A lire votre ouvrage, on mesure à quel point l'évolution de la justice des mineurs suit celle de la société en général...

En effet, les politiques et les dispositifs appliqués dans ce domaine ont toujours été le reflet du style de lien social à l'oeuvre dans la société à un moment donné. Par exemple, la prise en charge disciplinaire des mineurs à la fin du XIXe siècle correspondait à une société où le disciplinaire était effectivement un mode d'organisation transversale. De la même façon, la responsabilité individuelle constitue aujourd'hui un mode d'organisation sociale. Il est donc logique de la retrouver dans les modes de prise en charge des déviances.

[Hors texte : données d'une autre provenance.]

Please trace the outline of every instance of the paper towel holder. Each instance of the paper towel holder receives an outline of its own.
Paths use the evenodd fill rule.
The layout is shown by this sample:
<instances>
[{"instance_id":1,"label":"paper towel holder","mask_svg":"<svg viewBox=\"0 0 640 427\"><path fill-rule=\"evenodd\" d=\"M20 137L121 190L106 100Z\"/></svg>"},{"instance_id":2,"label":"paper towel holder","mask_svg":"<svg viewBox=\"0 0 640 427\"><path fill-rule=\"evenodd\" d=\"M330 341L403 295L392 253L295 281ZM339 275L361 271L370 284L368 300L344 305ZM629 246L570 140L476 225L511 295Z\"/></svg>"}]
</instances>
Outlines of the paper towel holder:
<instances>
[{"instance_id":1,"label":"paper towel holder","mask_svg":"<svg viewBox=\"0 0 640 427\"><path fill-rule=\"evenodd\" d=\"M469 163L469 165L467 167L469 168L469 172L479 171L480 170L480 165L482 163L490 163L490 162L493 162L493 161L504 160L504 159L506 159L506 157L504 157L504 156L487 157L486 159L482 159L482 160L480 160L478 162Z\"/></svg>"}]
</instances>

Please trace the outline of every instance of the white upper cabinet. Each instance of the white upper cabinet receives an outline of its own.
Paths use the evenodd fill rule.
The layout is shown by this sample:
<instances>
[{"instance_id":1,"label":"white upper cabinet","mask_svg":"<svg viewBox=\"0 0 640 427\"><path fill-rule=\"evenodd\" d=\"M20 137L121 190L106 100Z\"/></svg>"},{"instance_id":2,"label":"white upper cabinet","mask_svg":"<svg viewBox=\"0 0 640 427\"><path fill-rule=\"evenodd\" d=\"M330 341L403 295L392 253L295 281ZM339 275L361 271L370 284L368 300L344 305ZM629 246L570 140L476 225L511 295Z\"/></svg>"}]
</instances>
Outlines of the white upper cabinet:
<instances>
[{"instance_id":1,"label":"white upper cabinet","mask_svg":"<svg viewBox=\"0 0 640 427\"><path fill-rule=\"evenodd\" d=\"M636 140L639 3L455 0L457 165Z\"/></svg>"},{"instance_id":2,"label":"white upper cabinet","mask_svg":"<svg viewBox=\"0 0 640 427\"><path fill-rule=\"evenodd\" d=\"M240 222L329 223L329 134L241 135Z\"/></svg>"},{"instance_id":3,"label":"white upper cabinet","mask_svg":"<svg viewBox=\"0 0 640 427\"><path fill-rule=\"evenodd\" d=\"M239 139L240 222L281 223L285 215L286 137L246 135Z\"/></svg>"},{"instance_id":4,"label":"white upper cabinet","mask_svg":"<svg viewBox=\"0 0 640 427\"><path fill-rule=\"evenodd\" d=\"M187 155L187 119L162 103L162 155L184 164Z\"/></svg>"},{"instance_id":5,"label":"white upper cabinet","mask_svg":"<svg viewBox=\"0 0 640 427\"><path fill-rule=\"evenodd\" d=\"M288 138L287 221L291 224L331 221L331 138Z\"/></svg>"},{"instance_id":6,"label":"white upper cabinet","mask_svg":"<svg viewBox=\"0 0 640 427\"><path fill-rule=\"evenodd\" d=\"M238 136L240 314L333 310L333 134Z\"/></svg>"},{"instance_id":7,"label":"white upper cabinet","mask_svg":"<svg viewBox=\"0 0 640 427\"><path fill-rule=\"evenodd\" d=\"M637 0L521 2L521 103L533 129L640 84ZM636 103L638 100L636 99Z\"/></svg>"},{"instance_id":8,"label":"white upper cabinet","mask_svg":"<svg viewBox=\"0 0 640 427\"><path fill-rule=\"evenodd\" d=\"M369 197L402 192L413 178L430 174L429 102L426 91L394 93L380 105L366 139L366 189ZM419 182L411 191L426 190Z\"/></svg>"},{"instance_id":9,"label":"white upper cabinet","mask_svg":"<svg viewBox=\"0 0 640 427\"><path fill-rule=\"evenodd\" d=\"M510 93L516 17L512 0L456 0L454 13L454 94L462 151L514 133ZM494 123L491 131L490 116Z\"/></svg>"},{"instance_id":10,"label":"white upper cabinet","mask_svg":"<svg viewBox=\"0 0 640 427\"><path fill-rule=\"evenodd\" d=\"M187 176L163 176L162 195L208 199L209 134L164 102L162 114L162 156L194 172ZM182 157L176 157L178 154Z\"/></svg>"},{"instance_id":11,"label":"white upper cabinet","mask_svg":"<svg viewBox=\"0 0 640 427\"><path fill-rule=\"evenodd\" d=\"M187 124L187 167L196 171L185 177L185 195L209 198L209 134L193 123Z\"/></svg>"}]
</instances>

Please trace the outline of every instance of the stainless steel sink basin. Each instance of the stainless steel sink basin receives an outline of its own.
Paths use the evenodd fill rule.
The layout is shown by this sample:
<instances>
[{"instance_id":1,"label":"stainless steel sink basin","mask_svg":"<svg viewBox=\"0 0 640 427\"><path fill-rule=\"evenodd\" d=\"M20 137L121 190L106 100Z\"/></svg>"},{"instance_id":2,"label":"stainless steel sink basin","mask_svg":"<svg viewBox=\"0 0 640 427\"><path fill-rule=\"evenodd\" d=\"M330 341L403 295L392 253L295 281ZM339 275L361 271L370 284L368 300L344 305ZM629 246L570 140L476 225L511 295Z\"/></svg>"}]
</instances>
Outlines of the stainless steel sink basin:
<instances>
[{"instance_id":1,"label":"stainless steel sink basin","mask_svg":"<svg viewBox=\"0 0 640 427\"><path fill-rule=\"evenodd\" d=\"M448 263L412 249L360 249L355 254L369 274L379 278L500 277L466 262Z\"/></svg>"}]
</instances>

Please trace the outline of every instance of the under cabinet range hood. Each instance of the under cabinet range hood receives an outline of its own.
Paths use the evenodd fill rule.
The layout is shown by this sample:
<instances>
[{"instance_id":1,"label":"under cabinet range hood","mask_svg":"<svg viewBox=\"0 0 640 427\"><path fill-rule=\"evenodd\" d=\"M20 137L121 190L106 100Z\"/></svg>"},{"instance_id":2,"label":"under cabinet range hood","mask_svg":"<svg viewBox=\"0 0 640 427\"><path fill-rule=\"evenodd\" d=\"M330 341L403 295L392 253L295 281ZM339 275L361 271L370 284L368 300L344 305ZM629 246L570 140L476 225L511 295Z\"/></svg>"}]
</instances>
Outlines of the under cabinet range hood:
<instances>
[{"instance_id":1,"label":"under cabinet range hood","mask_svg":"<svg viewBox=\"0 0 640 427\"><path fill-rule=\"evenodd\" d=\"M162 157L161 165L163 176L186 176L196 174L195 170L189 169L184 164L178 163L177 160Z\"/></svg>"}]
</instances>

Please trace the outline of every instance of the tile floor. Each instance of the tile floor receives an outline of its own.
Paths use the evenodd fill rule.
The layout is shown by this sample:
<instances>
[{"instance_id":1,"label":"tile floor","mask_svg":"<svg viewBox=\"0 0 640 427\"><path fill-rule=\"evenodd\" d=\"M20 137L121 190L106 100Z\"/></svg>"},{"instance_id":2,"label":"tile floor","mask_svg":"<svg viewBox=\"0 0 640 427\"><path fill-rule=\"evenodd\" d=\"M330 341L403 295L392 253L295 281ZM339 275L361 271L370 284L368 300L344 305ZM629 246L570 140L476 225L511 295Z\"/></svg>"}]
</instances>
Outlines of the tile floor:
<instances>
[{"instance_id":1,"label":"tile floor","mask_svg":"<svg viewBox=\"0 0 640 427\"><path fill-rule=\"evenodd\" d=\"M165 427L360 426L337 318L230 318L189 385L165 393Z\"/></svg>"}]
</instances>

Vous identifiez trois grandes époques dans l'histoire de la justice des mineurs. Qu'est-ce qui les distingue ?

La première démarre avec les lois de 1810 et de 1850 consacrées au traitement des mineurs difficiles. Pour reprendre le vocabulaire de Michel Foucault, il s'agit alors de redresser les mineurs par une orthopédie de la discipline pratiquée au sein des fameuses maisons de correction et des colonies pénitentiaires. Le deuxième modèle, qui prend davantage en compte la personnalité des jeunes, commence à émerger dans les années 1930 et se concrétise avec la publication de l'ordonnance du 2 février 1945 sur l'enfance délinquante, qui prendra sa pleine envergure après la parution de l'ordonnance de 1958 sur la protection de l'enfance. Le juge pour enfants, pilier du nouveau système, se voit alors confier la double fonction de protection des mineurs en danger et de prise en charge des jeunes délinquants. La justice des mineurs repose à cette époque sur le principe d'éducabilité. L'acte délictueux est vu comme le symptôme d'un problème, d'une carence éducative, d'un dysfonctionnement social. Jusqu'aux années 1980, la clinique - c'est-à-dire l'adaptation du jeune à un système social normalisé - est le mode dominant de prise en charge des mineurs délinquants. Cette approche commence à être critiquée dans les années 1980, qui marquent le début de la troisième époque. Le dispositif juridique ne change pas - du moins dans un premier temps -, mais par petites touches le pénal se sépare du civil, avec des traitements de plus en plus différenciés entre mineurs délinquants et jeunes en danger. La responsabilité devient la thématique dominante de la prise en charge des jeunes délinquants, notamment avec l'instauration de la réparation pénale. Plutôt que de prendre en compte uniquement les déficiences éducatives du mineur, il s'agit de lui faire reconnaître le caractère problématique de son comportement et de l'inciter à exercer sa responsabilité.

Le couple « vulnérabilité-responsabilité » constitue, selon vous, le paradigme actuel de la justice des mineurs. C'est-à-dire ?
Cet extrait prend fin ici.